Mihail Radu Solcan

Insert text behind the djvu image of handwritten text

2008-12-22

Let us first describe the problem. We have the image of a manuscript. We want to transform it into a djvu with text behind the image.

The problem is presented on DjVu.org. It is formulated there in a general form: the task is to embed text and tips (annotations). The solution uses commercial tools. I want to present here a solution with open-source tools. Everything here is GPL compatible.

What are the resources used in the solution? First, you need djvulibre and you must know how to create a djvu e-book. Second, you need the Box Editor and Python with PyGtk and other necessary modules. The Box Editor is a program written by Cătălin Frâncu and modified for use with djvu tools. You may also need programs such as Gimp or ImageMagick for the creation and manipulation of images. Everything else (scripts and examples) you may download as an archive.

Platform? This solution should work on Windows and GNU/Linux. Of course, you must pay attention that I have worked under GNU/Linux and you might have to convert to dos format the files with the scripts. I suppose that the solution should work under Mac, as long as you have installed djvulibre and Python with the necessary modules.

I will describe the procedure step by step.

Create a grid for the image

In the image that I use as an example there is a famous quotation from William Shakespeare. In order to insert text behind this image, what we really need is to get the coordinates of the areas in which are placed the words. For this, we have to “chop” the image into boxes.

The quotation from William Shakespeare

I tried to use an OCR program, but the result is poor and unsystematic. So, I wrote a Python script which creates a file with the coordinates of boxes which form an imaginary grid over the image.

The image in my example is named wsh.tif (from “William Shakespeare”). It must be converted to the tiff format. In a terminal, the command for the generation of the grid is:

./gridMaker.py wsh.tif

This generates a file named wsh.grid. Make a copy and call it wsh.box. I suppose that the gridMaker is in the same folder with the tiff file. In the context of the MS-DOS Prompt, you have to adapt the command. Of course, you need Python in order to execute the gridMaker script.

Adjust the boxes

In the next step you must open the tiff file with the Box Editor. The box file must be in the same folder with the tiff file.

In my example, I opened the wsh.tif file with the Box Editor. You may see in the screenshot, the first stage of the adjustment process. The current box delineates an area of the image.

The Box Editor

With the Tesseract Box Editor you can perform two actions:(1) increase and decrease a box until it surrounds an area; (2) delete the unused boxes.

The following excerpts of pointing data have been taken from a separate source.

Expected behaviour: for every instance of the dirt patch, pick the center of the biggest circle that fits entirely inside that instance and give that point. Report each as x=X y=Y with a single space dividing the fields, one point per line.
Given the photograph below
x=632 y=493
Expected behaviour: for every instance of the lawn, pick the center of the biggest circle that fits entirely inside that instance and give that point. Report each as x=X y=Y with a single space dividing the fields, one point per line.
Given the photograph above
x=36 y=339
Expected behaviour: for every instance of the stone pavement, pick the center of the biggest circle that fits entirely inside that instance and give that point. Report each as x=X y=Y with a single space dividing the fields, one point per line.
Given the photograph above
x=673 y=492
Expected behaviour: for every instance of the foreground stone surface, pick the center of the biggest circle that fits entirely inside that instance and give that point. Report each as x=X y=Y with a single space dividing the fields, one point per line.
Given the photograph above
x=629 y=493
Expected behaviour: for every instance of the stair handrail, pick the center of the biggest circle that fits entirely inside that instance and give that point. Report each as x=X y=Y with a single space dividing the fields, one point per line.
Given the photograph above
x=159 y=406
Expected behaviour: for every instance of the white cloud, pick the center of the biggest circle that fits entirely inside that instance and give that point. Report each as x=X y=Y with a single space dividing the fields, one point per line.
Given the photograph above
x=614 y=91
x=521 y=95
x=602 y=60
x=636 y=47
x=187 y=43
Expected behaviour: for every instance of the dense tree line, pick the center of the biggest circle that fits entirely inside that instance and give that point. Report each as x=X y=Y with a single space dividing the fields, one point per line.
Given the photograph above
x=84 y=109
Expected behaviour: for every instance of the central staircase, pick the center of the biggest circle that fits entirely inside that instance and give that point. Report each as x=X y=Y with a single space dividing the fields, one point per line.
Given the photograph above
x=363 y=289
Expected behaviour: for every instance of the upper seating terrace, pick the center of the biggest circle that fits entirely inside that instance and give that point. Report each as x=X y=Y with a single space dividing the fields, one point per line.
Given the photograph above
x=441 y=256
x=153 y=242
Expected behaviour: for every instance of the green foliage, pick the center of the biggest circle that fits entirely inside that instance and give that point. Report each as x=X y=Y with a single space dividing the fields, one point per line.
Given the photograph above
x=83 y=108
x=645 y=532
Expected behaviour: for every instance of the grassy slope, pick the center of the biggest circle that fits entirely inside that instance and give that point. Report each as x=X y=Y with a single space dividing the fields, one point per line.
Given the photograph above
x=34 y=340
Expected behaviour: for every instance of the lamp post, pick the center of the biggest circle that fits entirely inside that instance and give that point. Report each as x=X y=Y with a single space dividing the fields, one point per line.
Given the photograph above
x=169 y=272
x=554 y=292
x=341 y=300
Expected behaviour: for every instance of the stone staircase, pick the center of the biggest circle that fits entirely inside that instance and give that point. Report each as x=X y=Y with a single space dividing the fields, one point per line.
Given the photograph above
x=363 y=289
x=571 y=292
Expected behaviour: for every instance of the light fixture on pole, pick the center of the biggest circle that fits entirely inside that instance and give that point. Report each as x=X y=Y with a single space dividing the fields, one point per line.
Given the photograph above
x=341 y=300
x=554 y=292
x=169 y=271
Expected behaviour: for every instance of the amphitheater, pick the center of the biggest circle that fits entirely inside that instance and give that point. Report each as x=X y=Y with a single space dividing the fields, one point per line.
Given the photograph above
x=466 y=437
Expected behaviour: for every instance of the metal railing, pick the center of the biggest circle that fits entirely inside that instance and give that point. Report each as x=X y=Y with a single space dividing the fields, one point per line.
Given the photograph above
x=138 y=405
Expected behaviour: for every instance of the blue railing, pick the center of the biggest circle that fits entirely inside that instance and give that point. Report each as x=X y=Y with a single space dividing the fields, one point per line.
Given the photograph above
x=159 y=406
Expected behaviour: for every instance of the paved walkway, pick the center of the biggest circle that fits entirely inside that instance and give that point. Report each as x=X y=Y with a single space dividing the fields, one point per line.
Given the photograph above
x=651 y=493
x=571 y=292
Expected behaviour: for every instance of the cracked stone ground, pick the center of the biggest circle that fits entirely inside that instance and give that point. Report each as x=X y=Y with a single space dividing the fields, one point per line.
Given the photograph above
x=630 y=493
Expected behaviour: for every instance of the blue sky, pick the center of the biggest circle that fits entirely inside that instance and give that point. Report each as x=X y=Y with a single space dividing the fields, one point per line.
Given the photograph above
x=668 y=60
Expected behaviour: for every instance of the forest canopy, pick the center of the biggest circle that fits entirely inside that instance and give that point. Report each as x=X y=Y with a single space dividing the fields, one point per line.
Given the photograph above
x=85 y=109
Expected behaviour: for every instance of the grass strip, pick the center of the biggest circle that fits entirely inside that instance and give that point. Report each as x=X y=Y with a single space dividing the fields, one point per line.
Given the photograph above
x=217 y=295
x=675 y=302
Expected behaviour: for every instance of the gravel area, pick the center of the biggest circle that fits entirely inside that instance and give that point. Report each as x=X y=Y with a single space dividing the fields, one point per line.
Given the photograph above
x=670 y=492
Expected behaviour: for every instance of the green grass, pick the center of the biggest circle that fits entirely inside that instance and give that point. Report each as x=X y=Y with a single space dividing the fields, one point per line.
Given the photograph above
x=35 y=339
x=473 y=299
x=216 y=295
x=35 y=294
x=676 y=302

Optionaly, you may insert text (in the text area of the Box Editor). This text is like a tag of the box.

The result is shown in the figure with the adjusted boxes.

The adjusted boxes

Write the djvused script

In the next step you write a text file with commands for djvused. Basically, in our example, the script indicates the coordinates of the words on the page. I write this script with vim and I use a vim menu. Otherwise, it would be tedious to write repeatedly the standard parts of the file.

The script for the insertion of the text

The syntax of this file is more or less obvious. The line which begins with “select” indicates the name of the djvu file. In a bundle of djvu files you have to know the name of each file or the page. I prefer to indicate the name of the corresponding single-page djvu.

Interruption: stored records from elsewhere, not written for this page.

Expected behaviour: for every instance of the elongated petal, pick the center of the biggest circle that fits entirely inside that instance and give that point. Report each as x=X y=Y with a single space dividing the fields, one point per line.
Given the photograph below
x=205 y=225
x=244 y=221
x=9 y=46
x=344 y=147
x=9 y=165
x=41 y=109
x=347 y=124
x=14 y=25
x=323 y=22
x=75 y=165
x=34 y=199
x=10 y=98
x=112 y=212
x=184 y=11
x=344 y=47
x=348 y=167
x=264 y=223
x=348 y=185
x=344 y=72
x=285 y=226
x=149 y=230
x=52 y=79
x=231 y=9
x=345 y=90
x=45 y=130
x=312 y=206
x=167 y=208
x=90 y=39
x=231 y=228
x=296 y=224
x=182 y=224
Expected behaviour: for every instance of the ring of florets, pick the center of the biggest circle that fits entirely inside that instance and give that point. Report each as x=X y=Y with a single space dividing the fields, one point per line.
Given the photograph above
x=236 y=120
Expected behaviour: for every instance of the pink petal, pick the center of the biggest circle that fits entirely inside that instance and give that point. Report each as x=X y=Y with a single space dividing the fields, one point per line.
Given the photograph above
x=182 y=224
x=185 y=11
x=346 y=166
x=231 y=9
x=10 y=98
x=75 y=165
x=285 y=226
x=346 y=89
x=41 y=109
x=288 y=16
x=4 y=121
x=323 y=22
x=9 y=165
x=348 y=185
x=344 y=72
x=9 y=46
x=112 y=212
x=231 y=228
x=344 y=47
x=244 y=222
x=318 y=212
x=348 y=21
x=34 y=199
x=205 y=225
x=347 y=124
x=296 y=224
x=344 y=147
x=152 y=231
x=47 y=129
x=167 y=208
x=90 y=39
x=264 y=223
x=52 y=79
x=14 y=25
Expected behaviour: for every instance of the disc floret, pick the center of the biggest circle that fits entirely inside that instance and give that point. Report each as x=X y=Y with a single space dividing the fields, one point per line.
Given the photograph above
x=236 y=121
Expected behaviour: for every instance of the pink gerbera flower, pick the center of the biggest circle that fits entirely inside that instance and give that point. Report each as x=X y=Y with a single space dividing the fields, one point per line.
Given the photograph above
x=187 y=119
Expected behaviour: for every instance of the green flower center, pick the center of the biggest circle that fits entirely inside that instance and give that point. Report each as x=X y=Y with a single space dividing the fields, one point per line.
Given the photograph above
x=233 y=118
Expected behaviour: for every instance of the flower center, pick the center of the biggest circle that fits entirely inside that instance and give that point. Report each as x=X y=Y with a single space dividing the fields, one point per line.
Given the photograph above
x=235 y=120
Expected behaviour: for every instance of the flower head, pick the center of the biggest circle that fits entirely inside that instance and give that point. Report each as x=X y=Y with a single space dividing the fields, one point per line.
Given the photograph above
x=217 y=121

The core of this script is formed by the sequences of round braces. Pay attention to the fact that the opened brace before “page” is closed only after the indication of the coordinates of the last word on the page.

The real difficult thing is to get the coordinates. Here the Tesseract Box Editor plays an invaluable role. You copy the coordinates in the Box Editor and paste them in the text editor. Use Ctrl+C for copying the djvu coordinates.

Insert the text

In the final part of the process, first you have to create the djvu file. The djvu encoder cjb2 accepts only bitonal tiff files, which is not the case in our example. On the other hand, the other encoder in the djvulibre set does not work with tiff files. Thus I had to convert first to an intermediary format:

convert wsh.tif wsh.ppm

c44 wsh.ppm

rm wsh.ppm

Now, I got a wsh.djvu into which I insert text with the command:

djvused wsh.djvu -f wsh.dtxt -s

If you get any errors try to understand what has to be corrected in the text file.

View the djvu

The last step is to view the djvu in the DjVu viewer.

Find text behind the image